1968 aviation accident in Canada

On February 7, 1968, a Boeing 707 operating as Canadian Pacific Air Lines Flight 322 suffered a runway excursion and crashed into multiple parked aircraft, vehicles and two buildings while landing at Vancouver International Airport in Vancouver, British Columbia, Canada, killing a crew member and one person on the ground.

==Background==
===Aircraft===
The aircraft involved in the accident was N791SA, a Boeing 707-138B operated by Canadian Pacific Airlines and powered by four Pratt & Whitney JT3D turbojet engines. It was manufactured in April 1959 for Australian airline Qantas under the registration VH-EBC and name City of Melbourne. The aircraft was later renamed as City of Canberra.
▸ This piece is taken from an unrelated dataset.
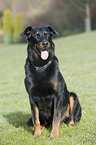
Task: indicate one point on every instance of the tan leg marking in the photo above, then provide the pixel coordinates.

It was leased to Canadian Pacific in October 1967 and finally named Empress of Sydney.

===Passengers and crew===
There were 52 passengers and nine crew members on board the flight. The crew consisted of a pilot, a co-pilot, a navigator, a flight engineer and five flight attendants.

==Accident==
The aircraft departed Vancouver International Airport at 6:12 on February 6. The approach to Vancouver was completed in poor visibility due to foggy conditions. Following a wrong approach configuration, the aircraft landed 1,000 feet past the runway threshold and to the right of the centerline. After touchdown, the captain decided to make a go-around when they lost control. On the second touchdown, the starboard tires blew, causing the aircraft to slew right, veer off Runway 08, go through the tarmac and collide with and destroy four parked aircraft, several vehicles, a fence and two buildings. A fuel tank ruptured, causing a fire that killed one person and burned several cars parked nearby. 33-year-old flight attendant Martinus Verhoef and 44-year-old airport employee Elmer Nedcalf who was in the terminal building that was struck were killed, while 17 others were injured and 43 escaped unharmed. The aircraft was destroyed and written off.

==Investigation==
The probable cause was failure to evaluate known terminal weather information and to discontinue the attempt to land.

==Aftermath==
The wreckage of the aircraft was moved to an empty ramp behind Canadian Pacific's hangar and sat there for several months before eventually being placed onto a barge and taken to a waterside where the useful parts were salvaged.